Je ne le suivrai point au début de ses aventures, quand, délégué par l'armée d'Afrique pour tuer le tyran Phocas, il faisait voile de Carthage à Constantinople, avec une petite flotte, sous les images de la vierge Marie, pieusement clouées au haut de ses mâts81. Les peuples qui le voyaient passer le saluaient du rivage comme un sauveur, les prêtres accouraient le bénir, et l'évêque de Cyzique vint le couronner sur son navire, d'un diadème emprunté aux autels de la mère de Dieu82. C'était comme une conspiration publique où tout le monde était dans le secret, excepté la victime qu'on allait immoler avec la solennité d'un sacrifice. Sa terrible mission accomplie, Héraclius se trouva empereur, mais empereur sans argent, sans armée et presque sans empire. Phocas avait épuisé le trésor public en folles ou honteuses prodigalités; l'armée, corrompue, avilie, sans discipline ni orgueil militaire, se dissolvait dans la licence des camps, tandis que l'Asie-Mineure et la Syrie, occupées chaque printemps par les généraux de Chosroès II, ressemblaient moins à des provinces romaines qu'à des satrapies persanes. Les villes fermées du littoral, faciles à défendre par mer, obéissaient seules en réalité à l'empereur de Byzance; encore étaient-elles perpétuellement assiégées, et Constantinople eut l'humiliation d'avoir en face de ses murs Chalcédoine bloquée et presque prise. On eût dit qu'une providence vengeresse s'était appesantie sur ces belles légions de Mésie que Maurice avait formées, et qui trempèrent leurs mains dans son sang: lorsque Héraclius voulut les voir, il n'en restait plus que deux soldats83.
Ce n'était pas tout: comme si la guerre étrangère n'eût pas suffi pour ruiner l'empire, Phocas avait encore déchaîné sur lui le fléau des guerres civiles.
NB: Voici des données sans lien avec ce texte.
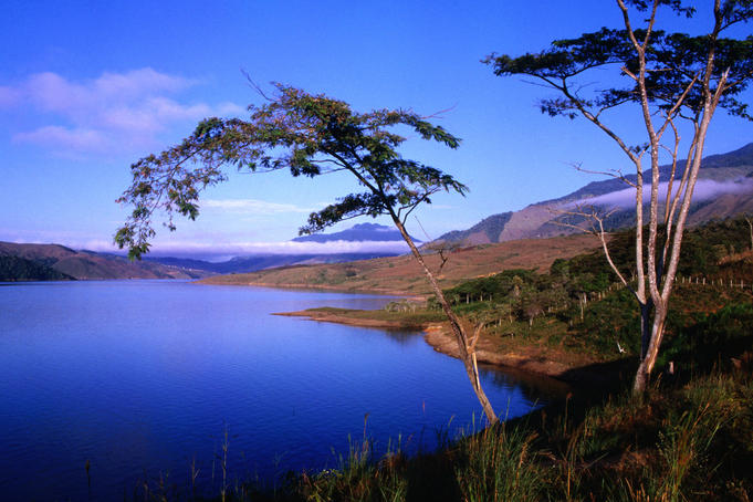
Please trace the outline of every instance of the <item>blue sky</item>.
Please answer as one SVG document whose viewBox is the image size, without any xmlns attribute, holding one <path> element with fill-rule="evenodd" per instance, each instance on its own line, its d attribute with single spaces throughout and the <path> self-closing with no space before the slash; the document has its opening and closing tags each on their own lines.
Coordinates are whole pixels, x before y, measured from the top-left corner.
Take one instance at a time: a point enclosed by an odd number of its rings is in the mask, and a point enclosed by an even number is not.
<svg viewBox="0 0 753 502">
<path fill-rule="evenodd" d="M 589 124 L 542 115 L 536 101 L 546 90 L 496 77 L 480 60 L 494 51 L 540 50 L 620 21 L 610 1 L 571 6 L 6 0 L 0 240 L 111 249 L 127 213 L 114 201 L 129 182 L 128 166 L 177 143 L 206 116 L 242 116 L 249 103 L 259 103 L 243 71 L 259 83 L 325 93 L 358 111 L 447 111 L 439 123 L 463 139 L 458 150 L 420 139 L 404 149 L 471 189 L 466 198 L 437 197 L 417 212 L 432 238 L 563 196 L 598 179 L 573 164 L 629 166 Z M 694 22 L 703 21 L 699 15 Z M 638 130 L 637 111 L 615 119 L 628 136 Z M 720 113 L 707 154 L 751 140 L 751 124 Z M 336 176 L 232 175 L 203 195 L 199 220 L 160 232 L 155 250 L 287 250 L 279 243 L 295 237 L 308 212 L 355 188 Z M 409 227 L 423 238 L 415 220 Z"/>
</svg>

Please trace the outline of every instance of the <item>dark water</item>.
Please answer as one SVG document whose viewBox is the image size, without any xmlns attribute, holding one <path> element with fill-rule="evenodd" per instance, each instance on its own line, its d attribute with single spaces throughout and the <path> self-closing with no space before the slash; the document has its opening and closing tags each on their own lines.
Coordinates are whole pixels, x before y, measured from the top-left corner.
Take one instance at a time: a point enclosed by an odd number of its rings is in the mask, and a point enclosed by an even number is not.
<svg viewBox="0 0 753 502">
<path fill-rule="evenodd" d="M 348 435 L 431 448 L 481 409 L 414 333 L 270 315 L 389 299 L 169 281 L 0 286 L 0 499 L 123 500 L 145 477 L 202 489 L 336 466 Z M 485 372 L 501 415 L 556 393 Z M 365 423 L 365 416 L 368 419 Z M 85 471 L 91 462 L 91 489 Z M 90 494 L 91 492 L 91 494 Z"/>
</svg>

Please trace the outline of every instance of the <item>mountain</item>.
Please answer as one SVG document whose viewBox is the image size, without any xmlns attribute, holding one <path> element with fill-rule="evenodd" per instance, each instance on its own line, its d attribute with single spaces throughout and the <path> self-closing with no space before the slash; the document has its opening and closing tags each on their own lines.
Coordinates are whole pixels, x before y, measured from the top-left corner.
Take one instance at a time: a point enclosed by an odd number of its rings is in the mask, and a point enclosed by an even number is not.
<svg viewBox="0 0 753 502">
<path fill-rule="evenodd" d="M 683 164 L 684 160 L 678 163 Z M 671 177 L 671 166 L 661 166 L 660 174 L 661 181 L 666 184 Z M 636 175 L 626 178 L 631 182 L 637 180 Z M 676 174 L 676 178 L 679 175 Z M 575 233 L 578 230 L 563 223 L 578 224 L 585 221 L 585 218 L 565 215 L 581 203 L 611 210 L 605 227 L 618 229 L 635 221 L 634 201 L 635 189 L 624 181 L 594 181 L 557 199 L 536 202 L 520 211 L 492 215 L 470 229 L 454 230 L 437 240 L 482 244 Z M 688 223 L 697 226 L 745 212 L 753 213 L 753 143 L 703 159 Z"/>
<path fill-rule="evenodd" d="M 0 255 L 0 281 L 70 281 L 73 278 L 43 263 L 14 255 Z"/>
<path fill-rule="evenodd" d="M 94 251 L 74 251 L 59 244 L 0 242 L 0 281 L 71 279 L 197 279 L 192 273 L 159 263 L 132 262 Z"/>
<path fill-rule="evenodd" d="M 160 263 L 180 269 L 190 269 L 210 273 L 229 274 L 247 273 L 260 270 L 275 269 L 278 266 L 311 265 L 324 263 L 342 263 L 356 260 L 370 260 L 373 258 L 394 257 L 398 253 L 336 253 L 336 254 L 258 254 L 251 257 L 236 257 L 223 262 L 209 262 L 202 260 L 145 257 L 144 261 Z"/>
<path fill-rule="evenodd" d="M 311 236 L 301 236 L 293 239 L 293 242 L 333 242 L 333 241 L 348 241 L 348 242 L 391 242 L 401 241 L 400 232 L 393 228 L 377 223 L 359 223 L 351 227 L 342 232 L 334 233 L 314 233 Z M 421 242 L 414 238 L 414 241 Z"/>
</svg>

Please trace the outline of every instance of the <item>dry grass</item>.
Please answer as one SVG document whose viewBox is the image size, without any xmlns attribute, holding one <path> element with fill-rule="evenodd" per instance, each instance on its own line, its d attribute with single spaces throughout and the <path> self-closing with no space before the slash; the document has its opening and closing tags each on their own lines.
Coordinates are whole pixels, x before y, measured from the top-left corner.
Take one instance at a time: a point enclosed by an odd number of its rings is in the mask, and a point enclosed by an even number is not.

Ce soldat grossier ressentait parfois des remords, et le sang qu'il versait le jour venait l'effrayer dans les insomnies de la nuit: il éprouvait alors des accès d'une dévotion grossière comme sa nature. Dans un de ces courts moments de repentir, il eut l'idée de faire baptiser tous les Juifs en expiation de ses crimes84. Les Juifs, on le sait, nombreux dans toute l'Asie romaine, occupaient de vastes quartiers au sein des cités commerçantes, et peuplaient seuls des contrées entières sur le continent et quelques îles sur la mer Egée. Phocas les convoqua tous à Jérusalem pour l'accomplissement de son dessein secret, et à mesure qu'ils arrivaient, des soldats, préfet en tête, les conduisaient à l'évêque, qui les baptisait85. Ils eussent plutôt noyé les néophytes dans la piscine que de les laisser partir sans baptême. Ces apôtres d'une nouvelle espèce parcoururent ainsi, pour le salut de l'âme de Phocas, tous les lieux de l'Égypte et de la Syrie habités par des Juifs, pourchassant et ressaisissant l'un après l'autre ceux qui leur avaient d'abord échappé. L'Asie romaine fut en combustion: les Juifs, répondant à la violence par des trahisons, s'entendirent pour surprendre la ville de Tyr pendant la fête de Pâques et y égorger les chrétiens86; le complot découvert fit tomber sur eux de dures représailles qui n'amenèrent que de nouveaux complots. Ils s'adressèrent à Chosroès, lui promettant de livrer à ses troupes toutes les villes romaines de la Palestine, s'il voulait les assister et les venger. Ainsi guerre étrangère, guerre civile et religieuse, trahisons, violences, Héraclius avait tout à conjurer au début de son règne.
Il essaya de le faire, et tout lui manqua à la fois. La guerre lui réussit mal avec des soldats indisciplinés et lâches; quand il parla de paix, Chosroès, avant toute négociation, lui proposa de renier Jésus-Christ et d'adorer le dieu Soleil87. Ses efforts pour apaiser les Juifs par des traitements meilleurs et des promesses tournèrent contre lui: les Juifs n'en devinrent que plus insolents et plus hardis dans leurs menées, pensant qu'il avait peur. Le mauvais succès de toutes ces tentatives porta le découragement dans le cœur des Romains; les provinces asiatiques cessèrent de résister à une destinée qui semblait irrévocable, tandis que les provinces européennes, que rien de pareil ne menaçait, détournaient les yeux et s'endormaient dans un égoïsme cruel. L'empire romain glissait avec rapidité vers sa ruine, lorsqu'une secousse heureuse l'arrêta sur la pente et lui rendit l'énergie qu'il ne possédait plus: ce fut la religion qui opéra ce miracle.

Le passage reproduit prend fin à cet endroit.